Comme le dispose le projet de loi, le CDD multi-remplacements ne vise pas à pourvoir durablement un emploi lié à l’activité normale et permanente de l’entreprise. En revanche, le dispositif pourrait permettre de remplacer :

  • plusieurs salariés absents en même temps ;

  • plusieurs salariés absents successivement.

L’usage d’un contrat court pour remplacer plusieurs salariés ne pourra être réalisé que par certains secteurs d’activité, définis par décret. Le décret n’ayant pas encore été publié, les secteurs éligibles devraient être les mêmes que lors de l’expérimentation en 2019.1À noter : à l’issue de l’expérimentation, le gouvernement devra réaliser un rapport d’évaluation sur la mesure.
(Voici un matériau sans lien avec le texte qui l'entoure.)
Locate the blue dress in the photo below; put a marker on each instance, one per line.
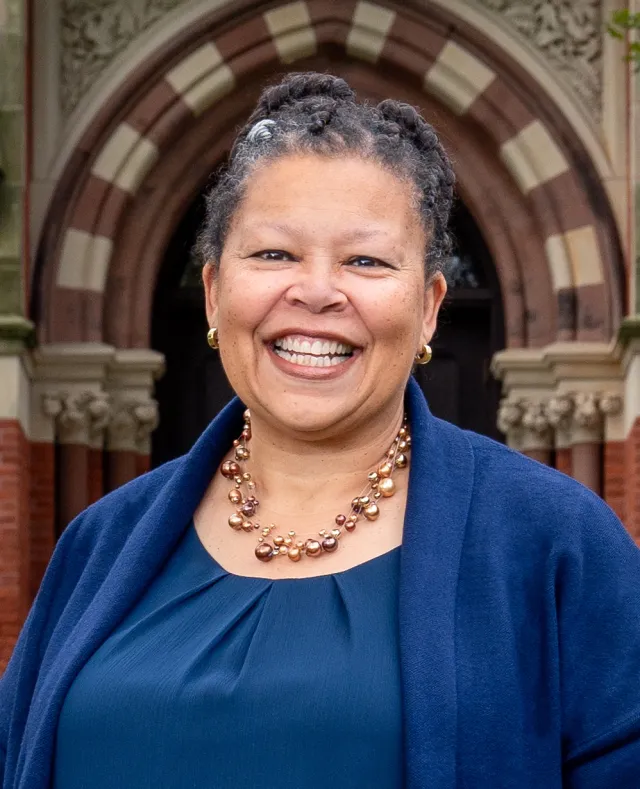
(217, 680)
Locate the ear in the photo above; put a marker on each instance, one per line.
(434, 295)
(210, 280)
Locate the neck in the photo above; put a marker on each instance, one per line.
(294, 475)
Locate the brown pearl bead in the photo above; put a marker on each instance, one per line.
(371, 512)
(264, 552)
(330, 544)
(230, 469)
(248, 509)
(385, 470)
(313, 548)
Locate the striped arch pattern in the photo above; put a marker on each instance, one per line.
(581, 298)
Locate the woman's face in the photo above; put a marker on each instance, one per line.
(320, 300)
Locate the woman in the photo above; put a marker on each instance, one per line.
(397, 602)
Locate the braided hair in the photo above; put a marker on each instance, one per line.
(319, 114)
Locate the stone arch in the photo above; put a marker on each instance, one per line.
(538, 200)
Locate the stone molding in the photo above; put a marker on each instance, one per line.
(85, 393)
(568, 36)
(559, 420)
(131, 425)
(525, 423)
(80, 417)
(93, 33)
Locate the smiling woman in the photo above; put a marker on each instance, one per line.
(333, 587)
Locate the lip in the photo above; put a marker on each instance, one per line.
(313, 333)
(312, 373)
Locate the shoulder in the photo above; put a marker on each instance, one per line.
(514, 489)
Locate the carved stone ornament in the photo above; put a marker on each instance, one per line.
(560, 411)
(568, 35)
(132, 422)
(535, 420)
(611, 404)
(510, 414)
(80, 417)
(93, 33)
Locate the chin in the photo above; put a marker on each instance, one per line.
(308, 415)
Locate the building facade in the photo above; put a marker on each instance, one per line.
(115, 114)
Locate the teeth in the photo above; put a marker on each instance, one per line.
(307, 360)
(319, 348)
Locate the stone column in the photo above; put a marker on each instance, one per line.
(80, 418)
(560, 416)
(128, 436)
(586, 440)
(130, 380)
(524, 422)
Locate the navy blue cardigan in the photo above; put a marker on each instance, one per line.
(519, 612)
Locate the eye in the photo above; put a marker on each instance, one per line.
(364, 261)
(272, 254)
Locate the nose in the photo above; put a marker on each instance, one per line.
(316, 287)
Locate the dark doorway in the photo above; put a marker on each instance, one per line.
(457, 383)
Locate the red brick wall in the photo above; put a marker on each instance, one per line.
(632, 481)
(563, 460)
(96, 481)
(14, 535)
(42, 510)
(614, 477)
(143, 464)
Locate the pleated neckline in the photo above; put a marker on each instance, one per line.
(368, 564)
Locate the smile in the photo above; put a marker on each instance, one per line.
(312, 352)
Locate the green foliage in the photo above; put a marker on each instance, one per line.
(623, 22)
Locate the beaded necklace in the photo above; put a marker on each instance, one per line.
(271, 544)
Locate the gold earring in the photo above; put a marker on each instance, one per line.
(212, 339)
(424, 355)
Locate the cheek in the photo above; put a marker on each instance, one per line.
(396, 315)
(245, 299)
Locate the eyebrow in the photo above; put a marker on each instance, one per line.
(362, 234)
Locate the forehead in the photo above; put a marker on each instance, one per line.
(345, 192)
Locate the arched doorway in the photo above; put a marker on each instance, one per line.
(457, 383)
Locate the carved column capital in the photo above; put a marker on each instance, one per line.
(79, 416)
(509, 420)
(525, 423)
(560, 410)
(537, 428)
(588, 420)
(132, 422)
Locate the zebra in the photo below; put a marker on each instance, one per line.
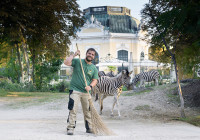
(149, 76)
(110, 74)
(108, 86)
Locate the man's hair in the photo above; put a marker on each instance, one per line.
(91, 49)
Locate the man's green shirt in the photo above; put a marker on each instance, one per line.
(77, 83)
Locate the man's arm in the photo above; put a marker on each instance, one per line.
(68, 60)
(92, 84)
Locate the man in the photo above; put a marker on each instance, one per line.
(78, 89)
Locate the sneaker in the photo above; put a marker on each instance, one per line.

Il vise notamment à déterminer les effets du dispositif sur la fréquence de conclusion de contrats courts (CDD et contrats de mission) et sur l’allongement de leur durée.

Un dispositif attendu par les secteurs frappés par l’absentéisme

La relance de cette expérimentation semble être saluée par les secteurs concernés, dans la mesure où elle répond à un réel besoin de simplification des démarches administratives d’embauche et à un absentéisme en hausse.

6,19 % C’était le taux d’absentéisme en 2021, contre 4,55 % en 2015 et 5,54 en 2019, selon le baromètre AYming/AG2R de septembre 2022. À noter l’enjeu pour les employeurs : 3,14 % des absences sont des absences de longue durée, dont presque la moitié repose sur des raisons professionnelles (accidents du travail, maladies professionnelles, burn-out…)

Le CDD devra probablement être conclu d’ici peu, eu égard aux échéances des différentes absences des salariés remplacés. Le contrat reprendra a minima les mentions exigées par l’article L1242-12 du Code du travail, à savoir :

  • le nom et la qualification professionnelle des personnes remplacées ;

  • la date du terme et une éventuelle clause de renouvellement (s’il comporte un terme précis) ou une durée minimale (s’il n’indique pas de terme précis) ;

  • la définition précise de son motif ;

  • la désignation du poste de travail ;

  • l’intitulé de la convention collective applicable ;

  • la durée de l’éventuelle période d’essai ;

  • le montant de la rémunération ;

  • l’identité de la caisse de retraite complémentaire et de l’éventuel organisme de prévoyance.